The heat returned in August, however, leading to some shriveled berries and stalled ripening. Luckily, early-September rains helped cool off the vineyards before a long Indian summer ran through October, allowing the grapes to ripen fully. “Each winery could choose between harvesting quite early to keep a natural acidity and a classic balance, or harvest very ripe for a more modern style,” said Thierry Sabon of Clos du Mont-Olivet in Châteauneuf-du-Pape.
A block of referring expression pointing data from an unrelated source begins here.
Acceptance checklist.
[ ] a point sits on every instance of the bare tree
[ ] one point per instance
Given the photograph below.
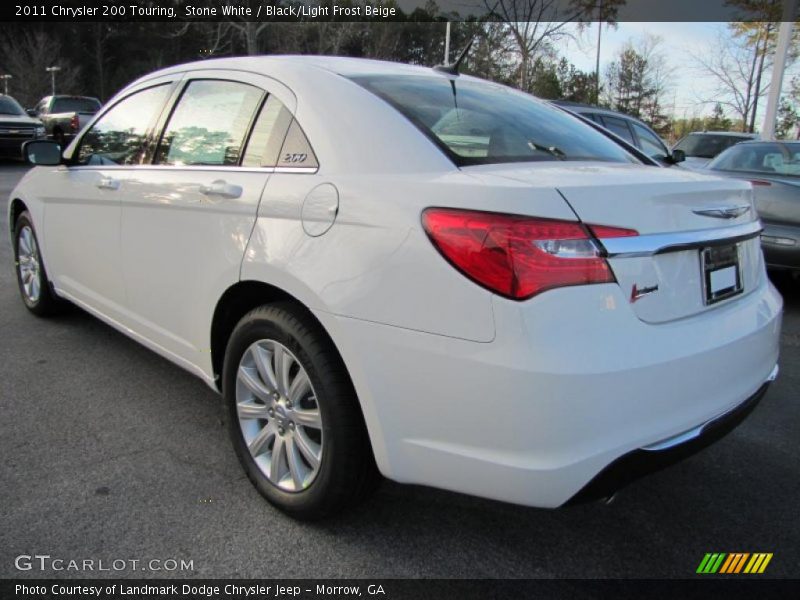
(736, 67)
(536, 25)
(637, 80)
“The early autumn weather was invaluable. I did bleed some tanks for concentration, and more than ever I retained stems to add density to the wines,” said Isabel Ferrando of Domaine St.-Préfert in Châteauneuf-du-Pape, who compares the vintage to 2000 and 1998 in style. Most growers in the south reported normal yields.
Grenache grapes hang on the vine, waiting to be picked, at Le Paradou in the Côtes du Luberon. (Photo by Jon-David Headrick)
In the northern section of the valley, where Syrah is the lead red variety, the vintage also looks excellent, though some winegrowers sounded a note of disappointment at just missing a truly great harvest. “In mid-August, the vineyards were correct, but nothing more. Then outstanding weather cleared the vineyards of disease pressure and concentrated the grapes. At the start of September things looked absolutely splendid,” said Philippe Guigal of the E. Guigal estate and négociant based in Ampuis. “But two heavy rains in early September damaged the potential by dilution.”
Higher yields put a premium on vineyard maintenance, as parcels carrying higher crop loads can exacerbate the dilution from the early September rains. “The yield this year was high,” said Stéphane Ogier. “More than ever, green harvesting will be critical to making the top wines. ”
Northern Rhône whites also look strong, with many picked before the early September rains. “The vintage is rich as we harvested parcels in Condrieu at more than 14 degrees [potential alcohol] Aug. 31, but we had a good freshness because of this unusually early picking,” said Paul Amsellem of Domaine Georges Vernay. “We are very happy with the vintage.”